The RKI warned in its daily report that the virus was reappearing in places which had previously gone a week or more without a new case. 

Two weeks ago, there were 125 districts with no new cases in the last week but that number has now fallen by nearly a third to 88. 

The state of North Rhine-Westphalia accounted for 269 of Germany’s 633 new cases today, while Bavaria had 88 and neighbouring Baden-Wuerttemberg had 98.  

‘Nationwide, there are many smaller incidents in different administrative districts, which are connected in different ways, e.g. larger celebrations in the family settings, leisure activities, jobs, but also in community and health facilities,’ the RKI said. 

‘In addition, Covid-19 cases are increasingly being identified among people returning from travels outside of Germany. 

‘The number of new cases reported daily had already increased in recent days. This development is very concerning and will continue to be monitored very closely by the RKI. 

‘A further worsening of the situation must be avoided at all costs. This will only succeed if the entire population continues to be committed, e.g. by consistently observing rules of distance and hygiene – also in outdoor settings, airing indoor areas and, where necessary, wearing a face mask correctly.’ 

Germany has also differed from Britain by ordering mandatory coronavirus tests at airports for people returning from high-risk areas.  

Some airports had already started installing testing facilities and the checks will become mandatory from next week.  

‘We must prevent returning travellers from infecting others unnoticed and thus triggering new chains of infection,’ said health minister Jens Spahn. 

‘I will therefore order compulsory testing for travellers from risk areas,’ he announced on Monday. 

After a meeting with state officials on Monday, Angela Merkel’s chief of staff Helge Braun said there was a ‘great willingness to move closer to such mandatory tests’. 

‘From what we have experienced in the last few days, with over 800 cases a day in some cases, we must get back into a situation where we are well below 500,’ Braun said. 

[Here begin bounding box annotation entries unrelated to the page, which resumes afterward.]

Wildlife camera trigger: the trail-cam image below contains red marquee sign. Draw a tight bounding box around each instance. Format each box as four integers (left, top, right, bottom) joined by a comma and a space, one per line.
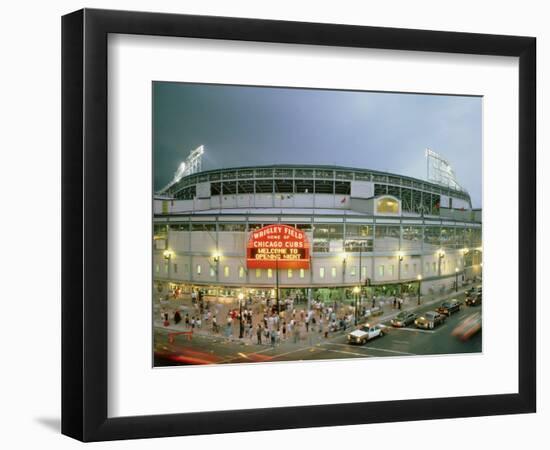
246, 224, 309, 269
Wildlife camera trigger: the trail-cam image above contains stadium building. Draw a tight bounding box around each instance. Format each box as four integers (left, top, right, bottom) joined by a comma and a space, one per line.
153, 147, 482, 301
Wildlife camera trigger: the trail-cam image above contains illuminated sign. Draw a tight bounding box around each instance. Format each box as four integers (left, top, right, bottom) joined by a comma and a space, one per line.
246, 224, 309, 269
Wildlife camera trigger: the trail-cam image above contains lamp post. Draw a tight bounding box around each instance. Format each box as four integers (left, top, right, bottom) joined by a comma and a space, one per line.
353, 286, 361, 326
397, 251, 403, 296
212, 250, 220, 281
162, 250, 172, 283
416, 274, 422, 305
342, 253, 347, 283
437, 250, 445, 276
238, 292, 244, 339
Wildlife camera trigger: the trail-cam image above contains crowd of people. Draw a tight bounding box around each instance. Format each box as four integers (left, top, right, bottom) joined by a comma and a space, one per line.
161, 290, 422, 345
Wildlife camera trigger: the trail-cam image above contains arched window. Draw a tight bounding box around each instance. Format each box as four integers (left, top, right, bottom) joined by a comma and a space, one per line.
376, 197, 399, 214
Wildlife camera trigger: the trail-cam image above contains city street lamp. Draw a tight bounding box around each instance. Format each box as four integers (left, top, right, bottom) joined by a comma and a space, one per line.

Bavarian premier Markus Soeder had earlier joined a growing chorus of voices calling for tests to become compulsory for returning holidaymakers.

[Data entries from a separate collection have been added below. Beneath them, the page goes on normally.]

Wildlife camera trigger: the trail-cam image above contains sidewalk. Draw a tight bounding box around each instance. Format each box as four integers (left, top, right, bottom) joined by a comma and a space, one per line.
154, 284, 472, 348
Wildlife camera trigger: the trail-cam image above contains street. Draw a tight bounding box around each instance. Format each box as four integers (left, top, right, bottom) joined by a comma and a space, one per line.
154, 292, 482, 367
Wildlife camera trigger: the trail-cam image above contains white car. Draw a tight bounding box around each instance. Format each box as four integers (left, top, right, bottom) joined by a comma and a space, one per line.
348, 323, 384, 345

‘We are preparing everything so that if the federal government gives the go-ahead, we can implement it immediately,’ he said.

However, the move has also attracted criticism from those who believe too much reliance on tests could lead to complacency.

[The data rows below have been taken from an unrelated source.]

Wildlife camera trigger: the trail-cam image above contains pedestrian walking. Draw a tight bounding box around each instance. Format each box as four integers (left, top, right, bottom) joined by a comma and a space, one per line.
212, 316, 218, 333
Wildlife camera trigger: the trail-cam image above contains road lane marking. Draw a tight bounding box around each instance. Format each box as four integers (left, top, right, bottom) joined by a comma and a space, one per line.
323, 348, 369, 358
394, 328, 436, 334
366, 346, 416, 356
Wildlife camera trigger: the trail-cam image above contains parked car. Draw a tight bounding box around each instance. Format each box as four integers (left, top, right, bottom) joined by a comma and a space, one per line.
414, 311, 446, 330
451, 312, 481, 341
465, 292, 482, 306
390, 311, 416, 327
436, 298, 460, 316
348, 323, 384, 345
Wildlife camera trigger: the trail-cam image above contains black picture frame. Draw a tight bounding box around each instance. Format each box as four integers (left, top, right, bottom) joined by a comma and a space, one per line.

‘One-off tests do not offer any security,’ Ute Teichert, the head of a national doctors’ association, said in an interview with the Funke media group. ‘On the contrary: They can lead to a false sense of security.’ 

In Bavaria, Soeder said the state will set up coronavirus test sites at its two biggest railway stations as well as key points on motorways.

On top of existing test centres at Bavarian airports, tests will now be offered at the Munich and Nuremberg train stations, as well as on three major motorway routes near the Austrian border.

‘We cannot completely prevent corona, so the goal must be to detect it in time to stop it from spreading,’ Soeder said.

Soeder said Bavaria will also be testing all seasonal agricultural workers in the state, following a mass coronavirus outbreak at a large farm.

Some 500 workers have been sent into quarantine over the outbreak, as at least 174 seasonal farmhands tested positive for the virus on the farm in the municipality of Mamming, most of them from Hungary, Romania, Bulgaria and Ukraine.

Workers wearing masks could be seen on Monday milling around on the steps of the containers used to house them at the isolated rural site.

Residents in the municipality of Mamming have been offered free coronavirus tests, with various improvised test centres set up in the area.  

While cases have increased noticeably, deaths remain low with fewer than 10 fatalities being recorded on most days. 

Nonetheless, the figure in the last seven days (32) is slightly higher than in the previous week (22). 

Four new deaths today took the total to 9,122, a far lower figure than in Britain, Spain, Italy or France.